Wage Theft in Florida Will Persist Without More Vigorous Enforcement, Report Finds

ORLANDO, Fla. - Unchecked wage theft, in the form of employers failing to pay employees the minimum wage, could keep countless Floridians from sharing in the anticipated benefits of Amendment 2’s gradual $15 minimum wage boost, according to a new report from Florida Policy Institute (FPI) and Rutgers University’s Center for Innovation in Worker Organization (CIWO).

In Florida Policymakers Need to Reassess How the Minimum Wage is Enforced, FPI and CIWO find that, in the 14-year period following Florida’s 2005 minimum wage increase, roughly 17 percent of low-wage workers in Florida — or about 250,000 Floridians per year on average — were paid less than the minimum wage. This is more than double the average wage theft rate between 2000 and 2005, the period right before the minimum wage was increased from $5.15 to $6.15 per hour.

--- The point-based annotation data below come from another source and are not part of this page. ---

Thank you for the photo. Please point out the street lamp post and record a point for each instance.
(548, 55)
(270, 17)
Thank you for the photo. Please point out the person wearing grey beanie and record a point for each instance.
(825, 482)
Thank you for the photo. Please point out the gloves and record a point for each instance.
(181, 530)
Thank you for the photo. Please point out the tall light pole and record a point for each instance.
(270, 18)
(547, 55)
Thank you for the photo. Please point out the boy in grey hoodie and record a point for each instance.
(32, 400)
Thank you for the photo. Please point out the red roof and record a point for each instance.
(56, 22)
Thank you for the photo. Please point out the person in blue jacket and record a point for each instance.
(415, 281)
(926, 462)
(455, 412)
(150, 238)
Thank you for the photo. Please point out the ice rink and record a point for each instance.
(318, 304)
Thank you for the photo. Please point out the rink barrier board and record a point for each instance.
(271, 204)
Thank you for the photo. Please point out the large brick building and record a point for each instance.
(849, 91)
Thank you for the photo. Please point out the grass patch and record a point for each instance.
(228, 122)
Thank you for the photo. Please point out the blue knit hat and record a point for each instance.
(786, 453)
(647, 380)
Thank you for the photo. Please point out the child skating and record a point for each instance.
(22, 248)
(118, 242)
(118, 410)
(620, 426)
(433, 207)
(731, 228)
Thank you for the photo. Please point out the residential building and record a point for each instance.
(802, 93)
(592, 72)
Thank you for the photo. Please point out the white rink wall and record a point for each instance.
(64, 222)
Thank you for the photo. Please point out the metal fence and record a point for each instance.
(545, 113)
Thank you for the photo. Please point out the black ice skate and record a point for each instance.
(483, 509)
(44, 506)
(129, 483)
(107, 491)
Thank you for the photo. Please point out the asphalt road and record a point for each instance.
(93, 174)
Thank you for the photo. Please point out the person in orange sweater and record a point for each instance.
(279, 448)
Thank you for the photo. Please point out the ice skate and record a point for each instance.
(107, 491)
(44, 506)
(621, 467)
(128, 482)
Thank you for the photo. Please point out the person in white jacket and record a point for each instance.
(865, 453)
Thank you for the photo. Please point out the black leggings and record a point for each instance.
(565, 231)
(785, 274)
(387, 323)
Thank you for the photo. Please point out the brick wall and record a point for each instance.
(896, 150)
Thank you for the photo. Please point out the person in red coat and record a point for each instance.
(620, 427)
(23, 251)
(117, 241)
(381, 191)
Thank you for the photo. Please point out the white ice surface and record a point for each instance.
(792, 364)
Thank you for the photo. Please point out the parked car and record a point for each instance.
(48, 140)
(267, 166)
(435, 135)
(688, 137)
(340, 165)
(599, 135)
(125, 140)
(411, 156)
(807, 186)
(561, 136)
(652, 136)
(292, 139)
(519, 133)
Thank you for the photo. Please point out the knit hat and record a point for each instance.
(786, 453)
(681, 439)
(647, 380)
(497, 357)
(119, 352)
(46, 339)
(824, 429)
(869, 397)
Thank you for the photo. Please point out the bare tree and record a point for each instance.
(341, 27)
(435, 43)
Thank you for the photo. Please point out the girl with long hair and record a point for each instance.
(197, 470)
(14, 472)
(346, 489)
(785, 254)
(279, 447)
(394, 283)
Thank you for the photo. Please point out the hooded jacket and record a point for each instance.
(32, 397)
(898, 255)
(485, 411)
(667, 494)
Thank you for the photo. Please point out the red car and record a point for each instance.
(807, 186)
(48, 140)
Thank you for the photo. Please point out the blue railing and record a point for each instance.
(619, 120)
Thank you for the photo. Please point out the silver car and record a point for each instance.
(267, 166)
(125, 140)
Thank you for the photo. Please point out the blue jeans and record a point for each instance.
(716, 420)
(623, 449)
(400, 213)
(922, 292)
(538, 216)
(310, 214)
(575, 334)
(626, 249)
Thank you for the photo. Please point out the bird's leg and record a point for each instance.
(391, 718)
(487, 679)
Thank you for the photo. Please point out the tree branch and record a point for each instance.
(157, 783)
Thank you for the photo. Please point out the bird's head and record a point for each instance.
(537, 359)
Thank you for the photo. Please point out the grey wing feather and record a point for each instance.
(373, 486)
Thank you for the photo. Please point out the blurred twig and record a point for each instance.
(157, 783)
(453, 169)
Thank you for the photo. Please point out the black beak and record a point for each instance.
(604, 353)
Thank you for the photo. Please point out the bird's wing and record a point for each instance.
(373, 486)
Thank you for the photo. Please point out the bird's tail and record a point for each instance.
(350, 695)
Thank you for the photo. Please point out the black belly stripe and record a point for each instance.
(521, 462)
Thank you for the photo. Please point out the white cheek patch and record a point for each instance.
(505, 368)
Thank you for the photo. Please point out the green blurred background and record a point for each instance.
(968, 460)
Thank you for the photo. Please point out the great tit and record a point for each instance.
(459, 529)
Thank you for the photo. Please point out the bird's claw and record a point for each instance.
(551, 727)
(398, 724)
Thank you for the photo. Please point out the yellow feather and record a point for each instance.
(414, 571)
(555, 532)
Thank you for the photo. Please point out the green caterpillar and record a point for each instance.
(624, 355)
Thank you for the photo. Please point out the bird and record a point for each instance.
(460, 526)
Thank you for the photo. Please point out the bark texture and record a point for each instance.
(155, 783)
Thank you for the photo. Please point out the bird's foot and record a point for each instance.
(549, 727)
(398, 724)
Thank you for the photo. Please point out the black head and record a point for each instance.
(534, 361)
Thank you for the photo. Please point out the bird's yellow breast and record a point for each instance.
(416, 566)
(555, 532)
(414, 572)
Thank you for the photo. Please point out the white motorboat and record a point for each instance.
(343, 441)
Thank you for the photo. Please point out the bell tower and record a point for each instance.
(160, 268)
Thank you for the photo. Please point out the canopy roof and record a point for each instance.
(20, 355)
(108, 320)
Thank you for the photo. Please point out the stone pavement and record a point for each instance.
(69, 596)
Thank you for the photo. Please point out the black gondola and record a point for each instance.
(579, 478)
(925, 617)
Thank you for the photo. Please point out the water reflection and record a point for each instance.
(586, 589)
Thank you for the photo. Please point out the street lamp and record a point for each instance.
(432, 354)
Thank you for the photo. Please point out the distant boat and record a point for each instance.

The analysis also finds that:

  • The minimum wage has been largely unenforced for at least a decade in Florida.
     
  • Victims of wage theft lose 18 percent of the minimum wage to which they are entitled, on average, or $1.32 per hour. 
     
  • Floridians in the state’s top industries (agriculture, service, and real estate) suffer the highest wage theft rates. 
     
  • Black, Latina, and immigrant women are more likely to face wage theft than their peers. 
     
  • If these violation rates persist, Florida could expect to lose an average of $25.3 million in sales tax revenue each year over the next six years. 

“The fact that so many Floridians are being paid subminimum wages should send a clear signal to policymakers that a Department of Labor is needed to enforce wage laws and hold bad actors accountable,” said Sadaf Knight, CEO of FPI. “There are numerous positive impacts that will come with Amendment 2’s gradual minimum wage increase, including a reduction in pay disparities, but these can only be realized if employers are following the law.” 

“How is it that Florida, a state of 10 million workers, employs no one to enforce the minimum wage?” said Professor Janice Fine, CIWO’s director of research and strategy. “New York, with a million fewer workers, has 115 full-time state investigators. Florida has none. And that's despite voters approving two minimum wage hikes. It should come as no surprise that our study finds stunningly high rates of wage theft, particularly affecting low-wage Black, Latinx, and immigrant women. These workers are, at the very least, entitled to receive the wages they are owed for the work they performed."

The report was co-authored by FPI’s Alexis Davis and CIWO’s Daniel J. Galvin, Janice Fine, and Jenn Round. Galvin, a CIWO fellow, is also an associate professor of political science at Northwestern University. 

FPI is an independent, nonpartisan and nonprofit organization dedicated to advancing state policies and budgets that improve the economic mobility and quality of life for all Floridians.

CIWO, part of the Rutgers School of Management and Labor Relations, is a “think and do tank” that seeks to shift the balance of power toward greater economic and social equality.